Please let me know if you need any more information or if there are any workarounds available.

azmyrajab commented 5 months ago

Hi @stout-yeoman, thanks for using this package and raising your issue (and for the super clear reproduce / and problem description) !

I think that upgrading to the latest polars-ols: v0.3.0, should resolve your issue. The correct null policy handling PR was merged into that PyPI release - apologies I should probably maintain a changelog.

Would you mind running pip install polars-ols --upgrade and letting me know if this has helped?

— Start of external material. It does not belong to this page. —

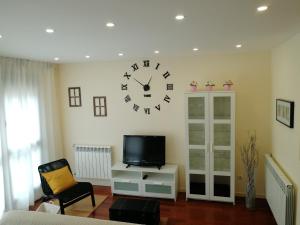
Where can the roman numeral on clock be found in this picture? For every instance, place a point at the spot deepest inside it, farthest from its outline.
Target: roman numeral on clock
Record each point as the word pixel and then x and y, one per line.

This is what I get, for reference:

import polars as pl
import polars_ols as pls

df = pl.DataFrame({
    "x": [1, 2, 3, 4, 5, 6, 7, 8, 9, 10],
    "y": [3.496714, 6.861736, 8.647689, 10.523030, 10.765847, 14.765863, None, 19.530526, 20.542560, 21.536857]
})
regression_coefficients = pls.compute_rolling_least_squares(
    "y",
    pl.col("x"),
    add_intercept=True,
    mode="coefficients",
    rolling_kwargs=pls.RollingKwargs(window_size=3, null_policy="drop"),
)
print(df.with_columns(regression_coefficients))
shape: (10, 3)
┌─────┬───────────┬──────────────────────┐
│ x   ┆ y         ┆ coefficients         │
│ --- ┆ ---       ┆ ---                  │
│ i64 ┆ f64       ┆ struct[2]            │
╞═════╪═══════════╪══════════════════════╡
│ 1   ┆ 3.496714  ┆ {null,null}          │
│ 2   ┆ 6.861736  ┆ {3.365022,0.131692}  │
│ 3   ┆ 8.647689  ┆ {2.575488,1.184405}  │
│ 4   ┆ 10.52303  ┆ {1.830647,3.185544}  │
│ 5   ┆ 10.765847 ┆ {1.059079,5.742539}  │
│ 6   ┆ 14.765863 ┆ {2.121417,1.411164}  │
│ 7   ┆ null      ┆ {2.121417,1.411164}  │
│ 8   ┆ 19.530526 ┆ {2.844527,-2.994593} │
│ 9   ┆ 20.54256  ┆ {1.990818,3.016712}  │
│ 10  ┆ 21.536857 ┆ {1.003166,11.508158} │
└─────┴───────────┴──────────────────────┘
stout-yeoman commented 5 months ago

Hey @azmyrajab,

So it does! I can confirm that the issue is indeed resolved with the latest version. Great work on the package!